We piloted a 12 month intervention at 3 SCDS in the UK. This included appointment of a facilitator to coordinate a range of activities aimed at increasing diagnosis and enhancing patient referral including staff and patient educational initiatives, enhancement of peer support teams, introduction of dried blood spot testing, and integration of HCV assessment and treatment where possible with opiate substitution therapy. Five sites not chosen as intervention sites acted as controls. The primary endpoint was clinical engagement with therapy, defined as patient had completed 1) investigations including viral load and genotype 2) assessment of liver disease stage by fibroscan, serum fibrosis markers or biopsy and 3) a consultation regarding their treatment options. A health economics analysis will also be carried out.

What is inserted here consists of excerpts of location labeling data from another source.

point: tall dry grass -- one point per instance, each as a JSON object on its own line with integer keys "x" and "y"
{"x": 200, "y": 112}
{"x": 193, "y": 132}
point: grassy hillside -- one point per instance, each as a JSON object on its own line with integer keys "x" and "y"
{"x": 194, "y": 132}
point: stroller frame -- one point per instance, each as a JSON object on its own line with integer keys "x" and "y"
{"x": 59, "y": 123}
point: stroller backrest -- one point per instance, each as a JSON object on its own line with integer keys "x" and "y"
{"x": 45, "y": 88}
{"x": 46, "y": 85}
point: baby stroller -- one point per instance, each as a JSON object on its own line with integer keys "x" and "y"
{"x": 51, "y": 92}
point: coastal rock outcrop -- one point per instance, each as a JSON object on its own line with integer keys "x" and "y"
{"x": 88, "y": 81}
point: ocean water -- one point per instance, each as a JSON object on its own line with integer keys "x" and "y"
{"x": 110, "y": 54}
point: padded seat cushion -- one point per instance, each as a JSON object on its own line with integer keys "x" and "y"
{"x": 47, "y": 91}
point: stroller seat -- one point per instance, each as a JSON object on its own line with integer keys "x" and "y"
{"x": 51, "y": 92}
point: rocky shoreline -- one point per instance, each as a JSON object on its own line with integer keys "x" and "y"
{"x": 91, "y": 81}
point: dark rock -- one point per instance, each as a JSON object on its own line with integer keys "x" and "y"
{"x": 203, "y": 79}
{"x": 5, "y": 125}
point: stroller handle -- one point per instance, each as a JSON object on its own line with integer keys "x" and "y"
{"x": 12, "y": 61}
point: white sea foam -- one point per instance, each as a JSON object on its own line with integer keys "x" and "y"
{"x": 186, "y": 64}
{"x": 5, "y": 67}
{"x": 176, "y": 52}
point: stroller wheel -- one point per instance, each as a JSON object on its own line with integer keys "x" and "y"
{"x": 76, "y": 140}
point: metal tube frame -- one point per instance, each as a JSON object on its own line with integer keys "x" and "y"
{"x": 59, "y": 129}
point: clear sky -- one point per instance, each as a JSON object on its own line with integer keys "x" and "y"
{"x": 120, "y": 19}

Data showed between ~3 & 10 fold increases in referral rates, and ~3 & 18 fold increases in attendance and levels of treatment engagement at all sites. Control sites changed little from baseline levels. The effective components of the facilitator-mediated intervention, reasons for patient drop-out at all points along the care pathway, and the cost-effectiveness analysis will be presented.
The introduction of nurse facilitators within drug treatment settings increases testing and patient referrals and can lead to significant increases in engagement and treatment of PWID within routine clinical care pathways.